Marta Palusińska-Szysz*1, Agata Wołczańska2 and Elżbieta Chmiel1

  • 1Department of Genetics and Microbiology, Maria Curie-Sklodowska University, Poland
  • 2Department of Botany and Mycology, Maria Curie-Sklodowska University, Poland

Received: April 16, 2018;   Published: April 26, 2018

Corresponding author: Marta Palusinska Szysz, Faculty of Biology and Biotechnology, Institute of Microbiology and Biotechnology, Department of Genetics and Microbiology, Maria Curie-Sklodowska University, Akademicka 19 St., 20-033 Lublin, Poland

DOI: 10.26717/BJSTR.2018.04.001003

Abstract PDF


The lipopolysaccharide (LPS) localized in the outer membrane is the predominant molecule on the cell surface of Legionella pneumophila bacteria which contributes to the cell surface properties in an exceptionally important way. The chemical structure of L. pneumophila LPS is different from that of the endotoxins of other Gram-negative bacteria, despite the similar structure. Due to its complex structure and function as well as immunochemical and antigen variability, the L. pneumophila LPS plays an important role in the interaction with the host cell.


Legionella pneumophila is an aquatic pathogen that is ubiquitously found in nature, both in anthropogenic structures and in environmental waters as parasites of free living protozoa. In evolution with protozoa, L. pneumophila acquired a rare ability among microorganisms to infect macrophages owing to their exceptional adaptation feature. The bacterium has been identified as one of the three most common causes of severe community- acquired pneumonia (CAP). Legionnaires' disease accounts for 2%- 8% of CAP [1-3]. A review of 41 European studies of CAP identified Legionella as the causative agent in 1.9% of outpatients, 4.9% of hospitalized patients and 7.9% of ICU patients [4j. Among the 20,000-30 000 cases of Legionnaires' disease reported annually in the USA, approximately 25% are acquired in hospital [5j. More accurate estimates suggest that 56,000-113,000 cases occur in the US annually and most are not diagnosed [6j.

Human infection usually occurs through inhalation of bacterium-contaminated water in the form of water-air aerosol via cooling towers, air-conditioning systems, and industrial and medical equipment. However, although humans have traditionally been considered a dead-end host for Legionella, one probable case of person-to-person transmission has recently been reported [7j. Legionella cause respiratory infections with varying severity: from flu-like infection called Pontiac fever, which does not require specialized treatment, to acute, multilobar pneumonia, which can result in death. The cause of this dichotomy is still unknown. Pontiac fever is probably due to exposure to low-dose live or dead Legionella bacteria incapable of causing pneumonia in the affected host [8j. The most common clinical manifestation of Legionella infection is pneumonia, which does not require hospitalization. Fatal courses of the disease occur when the bacteria disseminate deeper into the lung.

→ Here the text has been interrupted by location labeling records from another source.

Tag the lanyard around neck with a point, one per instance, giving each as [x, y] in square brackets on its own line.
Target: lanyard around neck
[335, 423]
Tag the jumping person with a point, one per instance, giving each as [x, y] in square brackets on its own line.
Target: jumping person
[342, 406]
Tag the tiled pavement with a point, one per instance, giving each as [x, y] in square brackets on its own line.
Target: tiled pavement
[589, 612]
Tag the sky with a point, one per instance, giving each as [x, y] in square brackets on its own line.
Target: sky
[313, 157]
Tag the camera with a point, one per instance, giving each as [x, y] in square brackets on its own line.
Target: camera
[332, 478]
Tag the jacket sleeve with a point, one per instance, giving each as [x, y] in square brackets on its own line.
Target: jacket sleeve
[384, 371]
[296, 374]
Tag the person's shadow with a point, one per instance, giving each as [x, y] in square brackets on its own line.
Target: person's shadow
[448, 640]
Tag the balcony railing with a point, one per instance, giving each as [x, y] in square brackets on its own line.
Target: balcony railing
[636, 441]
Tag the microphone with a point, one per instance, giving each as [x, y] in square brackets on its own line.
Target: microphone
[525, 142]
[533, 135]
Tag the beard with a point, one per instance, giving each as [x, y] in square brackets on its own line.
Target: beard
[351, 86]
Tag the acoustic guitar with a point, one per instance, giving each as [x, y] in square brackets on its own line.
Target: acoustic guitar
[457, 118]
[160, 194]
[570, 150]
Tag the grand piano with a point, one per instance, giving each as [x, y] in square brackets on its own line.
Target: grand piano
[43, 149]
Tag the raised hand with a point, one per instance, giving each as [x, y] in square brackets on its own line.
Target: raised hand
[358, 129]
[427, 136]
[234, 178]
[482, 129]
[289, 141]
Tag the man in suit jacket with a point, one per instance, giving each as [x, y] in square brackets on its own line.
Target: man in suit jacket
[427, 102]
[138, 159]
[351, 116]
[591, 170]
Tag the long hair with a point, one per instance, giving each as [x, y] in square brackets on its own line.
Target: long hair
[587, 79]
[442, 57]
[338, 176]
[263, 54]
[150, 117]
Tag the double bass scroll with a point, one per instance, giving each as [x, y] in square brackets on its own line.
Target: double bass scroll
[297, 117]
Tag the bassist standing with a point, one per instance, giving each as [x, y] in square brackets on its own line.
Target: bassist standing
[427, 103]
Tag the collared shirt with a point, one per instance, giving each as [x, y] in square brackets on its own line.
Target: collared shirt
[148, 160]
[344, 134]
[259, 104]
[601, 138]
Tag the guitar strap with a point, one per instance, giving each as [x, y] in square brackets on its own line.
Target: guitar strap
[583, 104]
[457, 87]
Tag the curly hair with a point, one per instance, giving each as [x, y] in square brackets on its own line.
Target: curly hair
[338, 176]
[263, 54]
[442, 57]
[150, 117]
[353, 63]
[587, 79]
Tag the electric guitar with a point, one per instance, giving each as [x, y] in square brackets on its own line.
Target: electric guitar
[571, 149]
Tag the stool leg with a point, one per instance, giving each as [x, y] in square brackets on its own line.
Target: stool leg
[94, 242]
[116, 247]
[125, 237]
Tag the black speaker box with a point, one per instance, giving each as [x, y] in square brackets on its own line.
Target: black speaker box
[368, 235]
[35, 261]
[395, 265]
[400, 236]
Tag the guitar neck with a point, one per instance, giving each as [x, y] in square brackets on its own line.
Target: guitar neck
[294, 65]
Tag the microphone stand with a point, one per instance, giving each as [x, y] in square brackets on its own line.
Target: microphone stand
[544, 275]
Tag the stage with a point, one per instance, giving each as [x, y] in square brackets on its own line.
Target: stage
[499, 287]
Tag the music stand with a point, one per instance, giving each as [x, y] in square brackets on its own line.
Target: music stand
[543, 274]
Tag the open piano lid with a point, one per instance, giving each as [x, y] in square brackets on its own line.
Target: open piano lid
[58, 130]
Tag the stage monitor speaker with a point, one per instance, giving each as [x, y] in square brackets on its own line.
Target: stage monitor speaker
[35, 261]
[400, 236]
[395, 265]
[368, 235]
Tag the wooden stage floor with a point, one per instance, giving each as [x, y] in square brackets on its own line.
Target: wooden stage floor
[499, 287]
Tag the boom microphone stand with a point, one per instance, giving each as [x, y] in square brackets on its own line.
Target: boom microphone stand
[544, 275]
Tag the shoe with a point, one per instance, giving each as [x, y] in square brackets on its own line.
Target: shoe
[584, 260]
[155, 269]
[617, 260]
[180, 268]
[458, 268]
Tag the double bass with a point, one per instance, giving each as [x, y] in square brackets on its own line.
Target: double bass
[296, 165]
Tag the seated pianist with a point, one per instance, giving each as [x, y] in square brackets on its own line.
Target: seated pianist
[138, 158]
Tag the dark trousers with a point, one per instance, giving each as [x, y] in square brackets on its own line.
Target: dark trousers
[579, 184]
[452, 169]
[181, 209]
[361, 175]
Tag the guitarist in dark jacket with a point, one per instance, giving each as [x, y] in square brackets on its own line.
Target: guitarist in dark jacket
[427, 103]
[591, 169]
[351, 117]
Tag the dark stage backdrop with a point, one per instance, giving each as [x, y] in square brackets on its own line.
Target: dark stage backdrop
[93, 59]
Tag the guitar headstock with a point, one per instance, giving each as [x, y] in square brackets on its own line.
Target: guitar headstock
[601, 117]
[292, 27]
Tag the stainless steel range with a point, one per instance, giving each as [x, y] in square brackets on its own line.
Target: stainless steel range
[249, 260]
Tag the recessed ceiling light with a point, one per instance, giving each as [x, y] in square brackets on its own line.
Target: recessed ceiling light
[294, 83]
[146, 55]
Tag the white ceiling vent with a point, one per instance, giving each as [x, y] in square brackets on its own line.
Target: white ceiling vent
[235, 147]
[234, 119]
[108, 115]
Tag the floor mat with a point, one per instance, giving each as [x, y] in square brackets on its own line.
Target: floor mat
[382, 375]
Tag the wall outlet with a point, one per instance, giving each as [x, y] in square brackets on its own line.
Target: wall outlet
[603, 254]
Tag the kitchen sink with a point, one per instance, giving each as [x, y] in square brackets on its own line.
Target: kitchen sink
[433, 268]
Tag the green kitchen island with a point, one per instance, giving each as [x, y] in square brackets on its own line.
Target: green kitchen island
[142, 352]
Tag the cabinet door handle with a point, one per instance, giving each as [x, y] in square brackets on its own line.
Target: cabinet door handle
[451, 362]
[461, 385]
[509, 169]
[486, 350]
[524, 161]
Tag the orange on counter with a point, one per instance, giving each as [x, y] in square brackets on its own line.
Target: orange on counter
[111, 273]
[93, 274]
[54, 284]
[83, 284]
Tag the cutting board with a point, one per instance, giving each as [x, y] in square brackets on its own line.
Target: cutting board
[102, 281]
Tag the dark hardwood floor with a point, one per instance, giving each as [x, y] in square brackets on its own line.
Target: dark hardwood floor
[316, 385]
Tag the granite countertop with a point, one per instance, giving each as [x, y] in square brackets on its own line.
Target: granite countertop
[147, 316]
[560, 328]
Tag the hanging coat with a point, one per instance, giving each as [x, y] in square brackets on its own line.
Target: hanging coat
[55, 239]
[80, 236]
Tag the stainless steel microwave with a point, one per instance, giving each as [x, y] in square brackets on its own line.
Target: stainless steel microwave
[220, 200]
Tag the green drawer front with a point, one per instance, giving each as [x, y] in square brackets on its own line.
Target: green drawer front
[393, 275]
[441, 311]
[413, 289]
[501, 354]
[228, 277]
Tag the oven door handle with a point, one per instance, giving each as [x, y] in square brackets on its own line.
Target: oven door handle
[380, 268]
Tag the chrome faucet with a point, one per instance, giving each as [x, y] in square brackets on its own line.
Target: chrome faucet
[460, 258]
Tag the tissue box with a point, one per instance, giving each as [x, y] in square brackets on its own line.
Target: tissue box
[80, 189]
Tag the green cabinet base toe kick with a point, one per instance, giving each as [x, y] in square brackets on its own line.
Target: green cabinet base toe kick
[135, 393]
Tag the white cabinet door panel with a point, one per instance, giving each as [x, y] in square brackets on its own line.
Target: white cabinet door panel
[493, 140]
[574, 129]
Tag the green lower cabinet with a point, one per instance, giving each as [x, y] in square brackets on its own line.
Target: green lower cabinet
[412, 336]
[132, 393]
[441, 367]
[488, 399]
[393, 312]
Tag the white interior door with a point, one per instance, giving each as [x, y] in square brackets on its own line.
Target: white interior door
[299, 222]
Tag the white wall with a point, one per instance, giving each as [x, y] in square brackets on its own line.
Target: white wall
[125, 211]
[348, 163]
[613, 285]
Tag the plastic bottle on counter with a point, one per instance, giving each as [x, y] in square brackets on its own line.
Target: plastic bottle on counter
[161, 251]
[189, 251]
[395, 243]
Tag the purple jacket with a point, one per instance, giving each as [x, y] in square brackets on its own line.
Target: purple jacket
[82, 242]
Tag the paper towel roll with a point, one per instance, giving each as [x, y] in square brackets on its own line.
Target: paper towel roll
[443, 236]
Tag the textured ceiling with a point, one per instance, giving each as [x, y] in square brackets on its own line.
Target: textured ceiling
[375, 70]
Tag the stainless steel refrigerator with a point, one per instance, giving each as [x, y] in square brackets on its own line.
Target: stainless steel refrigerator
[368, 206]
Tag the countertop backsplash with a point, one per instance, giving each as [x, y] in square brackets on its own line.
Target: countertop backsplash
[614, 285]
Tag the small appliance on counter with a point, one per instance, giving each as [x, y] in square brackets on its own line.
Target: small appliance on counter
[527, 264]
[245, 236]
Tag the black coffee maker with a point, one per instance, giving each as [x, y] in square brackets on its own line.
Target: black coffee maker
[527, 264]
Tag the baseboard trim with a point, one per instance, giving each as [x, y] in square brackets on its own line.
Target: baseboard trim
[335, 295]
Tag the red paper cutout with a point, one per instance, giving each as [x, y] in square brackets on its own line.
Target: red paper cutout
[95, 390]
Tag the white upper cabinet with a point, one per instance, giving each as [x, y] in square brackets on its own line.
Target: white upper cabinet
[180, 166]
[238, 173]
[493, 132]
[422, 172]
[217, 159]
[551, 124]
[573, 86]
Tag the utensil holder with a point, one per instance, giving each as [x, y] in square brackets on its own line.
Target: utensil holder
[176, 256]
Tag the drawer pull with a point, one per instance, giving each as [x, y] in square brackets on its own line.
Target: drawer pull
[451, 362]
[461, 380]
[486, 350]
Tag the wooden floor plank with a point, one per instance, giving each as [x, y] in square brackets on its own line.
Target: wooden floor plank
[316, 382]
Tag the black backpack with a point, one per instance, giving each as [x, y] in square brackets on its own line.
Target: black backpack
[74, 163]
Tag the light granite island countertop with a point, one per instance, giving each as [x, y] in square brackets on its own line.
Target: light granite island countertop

The infection progresses from bronchopneumonia to lobar pneumonia. Histopathology from infected lung tissue shows an infiltration of macrophages and granulocytes, fibrin-rich proteinaceous exudates in the alveoli and a diffuse alveolar damage, indicating inflammation and destruction of lung tissue after infection with L. pneumophila [9j. A radiographic examination of the chest shows infiltrates and nodules, but these changes are not distinctive enough to distinguished legionellosis pneumonia from pneumonia of different origin. Laboratory and histopathological analyses of lungs can only suggest the aetiology, but microbiological tests are the basis for the disease diagnosis. Appropriate confirmation of LD allows inclusive empirical treatment, changes in drug dosage or duration, or targeting of alternative antibiotics active against Legionella spp. Until recently, 62 species of bacteria from the family Legionellaceae have been isolated from environmental samples, and about half of the known species were also isolated from patients and have thus been associated with infection. Within the species, one or two serotypes were distinguished and L. pneumophila was subdivided into 16 serogroups.

In the US and Europe, the most common cause of LD is L. pneumophila serotype 1, responsible for approximately 70%-92% of laboratory-confirmed cases; non-serogroup 1 L. pneumophila causes only 7% of legionellosis cases. Other species most commonly isolated were L. longbeachae (3.9%) and L. bozemanae (2.4%), followed by L. micdadei, L. dumoffii, L. feeleii, L. wadsworthii, and L. anisa (2.2% combined) [10]. However, in Australia and New Zealand, L. longbeachae represent 30.4% of cases community- acquired legionellosis [11]. Over 200 clinical Legionella isolates were subjected to comparative genome analysis using microarrays. It was found that the LPS biosynthesis gene cluster of serogroup 1 was the only common feature of L. pneumophila 1 strains. This suggests that the specific LPS of serogroup 1 is at least partly responsible for the predominance of this serogroup in human disease [12]. LPS is the major immunodominant antigen of all Legionella species including L. pneumophila [13]. It is the main component recognized by patient's sera and by diagnostic assays in urinary antigen detection [14]. The LPS molecule possesses a high degree of diversity and thereby provides the basis for the classification of L. pneumophila into serogroups and subgroups by monoclonal antibodies (mAb) [15].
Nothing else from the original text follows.